De rechters hebben, zoals blijkt uit het proces-verbaal van wraking tijdens de openbare zitting van 20 november 2018, na beraadslaging op dit verzoek als volgt beslist.
“De voorzitter deelt mee:
Over het verzoek reeds nu aangifte te doen van gepleegde strafbare feiten in het
vooronderzoek overweegt de rechtbank het volgende.
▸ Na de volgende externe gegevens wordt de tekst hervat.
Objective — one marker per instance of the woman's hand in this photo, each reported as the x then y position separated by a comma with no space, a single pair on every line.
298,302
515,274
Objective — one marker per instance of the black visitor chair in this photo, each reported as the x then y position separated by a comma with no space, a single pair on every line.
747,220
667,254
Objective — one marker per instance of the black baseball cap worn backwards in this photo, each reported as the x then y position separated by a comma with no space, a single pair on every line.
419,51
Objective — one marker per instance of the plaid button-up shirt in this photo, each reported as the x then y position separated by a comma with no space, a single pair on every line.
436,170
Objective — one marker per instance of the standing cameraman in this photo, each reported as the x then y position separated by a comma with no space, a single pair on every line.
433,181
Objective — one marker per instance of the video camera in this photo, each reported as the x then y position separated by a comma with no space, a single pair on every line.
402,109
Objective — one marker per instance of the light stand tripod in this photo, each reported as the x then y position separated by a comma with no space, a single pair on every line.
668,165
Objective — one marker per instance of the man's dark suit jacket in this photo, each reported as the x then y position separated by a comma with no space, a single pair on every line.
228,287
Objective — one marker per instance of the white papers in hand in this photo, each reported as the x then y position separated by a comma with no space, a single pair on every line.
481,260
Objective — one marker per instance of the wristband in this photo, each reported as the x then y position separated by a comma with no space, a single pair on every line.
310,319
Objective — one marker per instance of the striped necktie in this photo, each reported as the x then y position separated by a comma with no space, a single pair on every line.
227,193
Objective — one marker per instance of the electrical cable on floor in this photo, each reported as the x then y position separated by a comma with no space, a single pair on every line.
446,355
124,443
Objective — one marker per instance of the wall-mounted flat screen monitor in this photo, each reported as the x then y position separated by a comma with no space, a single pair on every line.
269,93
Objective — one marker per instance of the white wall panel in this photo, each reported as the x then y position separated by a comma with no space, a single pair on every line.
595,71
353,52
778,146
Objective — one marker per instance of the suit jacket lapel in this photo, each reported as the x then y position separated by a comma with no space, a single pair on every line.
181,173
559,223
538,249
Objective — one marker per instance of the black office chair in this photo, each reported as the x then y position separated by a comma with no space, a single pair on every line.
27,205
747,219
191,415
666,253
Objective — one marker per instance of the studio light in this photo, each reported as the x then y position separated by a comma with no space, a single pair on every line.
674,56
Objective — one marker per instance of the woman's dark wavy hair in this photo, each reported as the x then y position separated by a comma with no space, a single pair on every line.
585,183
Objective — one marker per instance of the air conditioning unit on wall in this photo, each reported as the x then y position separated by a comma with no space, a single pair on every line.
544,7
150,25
Naar de rechtbank begrijpt doet u een beroep op de verplichting van artikel 162 Wetboek
van Strafvordering waarin is bepaald dat de rechtbank onverwijld aangifte dient te doen van
de strafbare feiten — met de opsporing waarvan zij niet is belast — die zij constateert, onder
neer in het in artikel 162 Wetboek van Strafvordering, onder a genoemde geval dat van
ambtsmisdrijven als bedoeld in titel XXVIII van het Tweede Boek van het Wetboek van
Strafrecht. Van een ambtsmisdrijf is sprake -zo bepaalt artikel 44 Wetboek van Strafrecht-
indien een ambtenaar door het begaan van een strafbaar feit een bijzondere ambtsplicht
schendt of bij het begaan van een strafbaar feit gebruik maakt van macht, gelegenheid of
middel hem door zijn ambt geschonken.
Wij hebben goed naar u geluisterd en van u begrepen dat u van opvatting bent dat er vele
omstandigheden in dit dossier zijn aan te wijzen die tot geen andere conclusie kunnen leiden
dan dat in het onderhavige dossier ambtenaren bij de uitoefening van hun bevoegdheden in
het onderzoek [naam] strafbare feiten hebben gepleegd.
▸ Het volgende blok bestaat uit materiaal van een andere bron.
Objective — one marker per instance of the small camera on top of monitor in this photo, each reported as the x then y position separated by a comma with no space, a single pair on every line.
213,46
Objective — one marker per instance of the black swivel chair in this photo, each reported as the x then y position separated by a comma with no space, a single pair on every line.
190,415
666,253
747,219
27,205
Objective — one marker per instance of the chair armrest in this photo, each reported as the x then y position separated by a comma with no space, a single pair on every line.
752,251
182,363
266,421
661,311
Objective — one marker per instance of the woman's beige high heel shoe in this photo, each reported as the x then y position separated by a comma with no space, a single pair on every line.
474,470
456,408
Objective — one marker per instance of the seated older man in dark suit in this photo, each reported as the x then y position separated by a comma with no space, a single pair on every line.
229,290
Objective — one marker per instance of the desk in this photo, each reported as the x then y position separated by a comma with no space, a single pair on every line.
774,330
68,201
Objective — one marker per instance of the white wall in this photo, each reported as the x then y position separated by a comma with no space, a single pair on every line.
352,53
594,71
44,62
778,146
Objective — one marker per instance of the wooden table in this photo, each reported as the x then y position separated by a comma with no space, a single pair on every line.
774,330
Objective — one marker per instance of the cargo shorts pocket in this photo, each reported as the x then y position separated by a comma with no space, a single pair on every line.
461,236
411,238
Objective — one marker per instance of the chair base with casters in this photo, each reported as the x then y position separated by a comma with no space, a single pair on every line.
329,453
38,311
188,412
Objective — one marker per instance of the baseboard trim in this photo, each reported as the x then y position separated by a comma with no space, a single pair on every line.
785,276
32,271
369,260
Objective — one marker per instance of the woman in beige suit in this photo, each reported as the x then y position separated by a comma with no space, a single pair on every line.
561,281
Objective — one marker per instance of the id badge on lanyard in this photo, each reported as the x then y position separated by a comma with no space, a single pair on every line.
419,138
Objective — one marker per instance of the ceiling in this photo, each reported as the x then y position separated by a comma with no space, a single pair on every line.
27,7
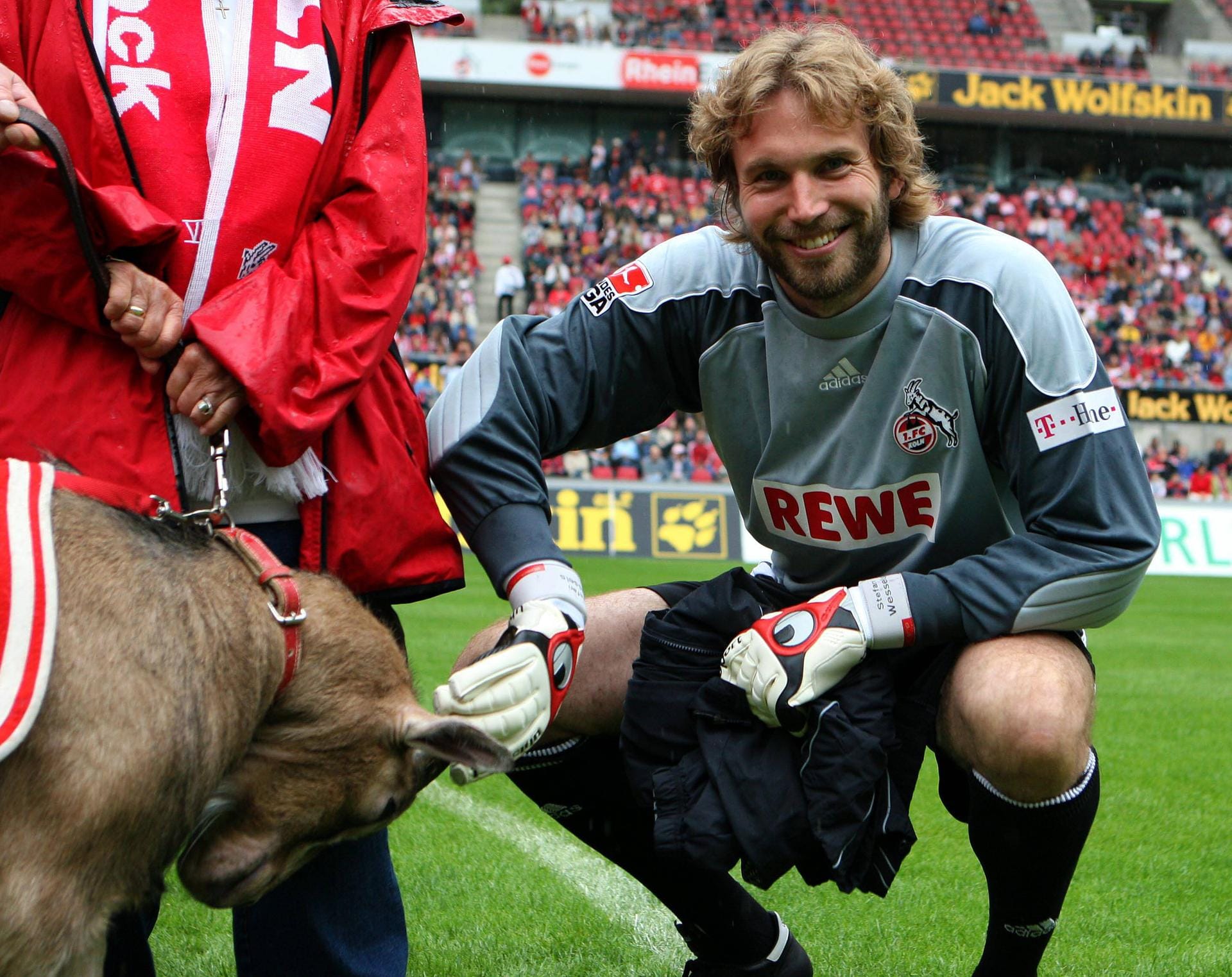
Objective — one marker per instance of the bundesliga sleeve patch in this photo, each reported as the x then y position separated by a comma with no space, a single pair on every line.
625,281
1074,417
Anderzijds hebben wij de officier van justitie gehoord, die ziet de zaken anders en stelt zich
op het standpunt dat in het onderzoek weliswaar wellicht vergissingen zijn begaan en fouten
zijn gemaakt, maar dat de vraag of sprake is geweest van strafbare feiten een vraag betreft
die nauw samenhangt met de vaststelling van de feiten en het beroep op niet
ontvankelijkheid van het Openbaar Ministerie.
Het is de rechtbank gebleken dat bij u nadrukkelijk de vrees leeft dat strafbaar gedrag van
ambtenaren onbestraft zal blijven. De rechtbank is het met u eens dat het van groot belang is
dat strafbaar gedrag van opsporingsambtenaren als bijzonder kwalijk moet worden
beschouwd en onderzocht zou moeten worden. Bij de vaststelling hiervan zullen en moeten
wij ook het dossier zorgvuldig nalopen op de feiten en omstandigheden die ter
onderbouwing van uw standpunt door u en uw raadsman naar voren zijn gebracht. Er is in
dit verband heel veel door u en uw raadsmat1 naar voren gebracht. De rechtbank wil hierover graag zorgvuldig beraadslagen. Dat vergt in dit geval een nadere nauwkeurige analyse van het dossier. Gelet daarop kunnen we nu niet beslissen op het verzoek wat u hebt gedaan ter zitting maar zullen we dat meenemen in raadkamer. “.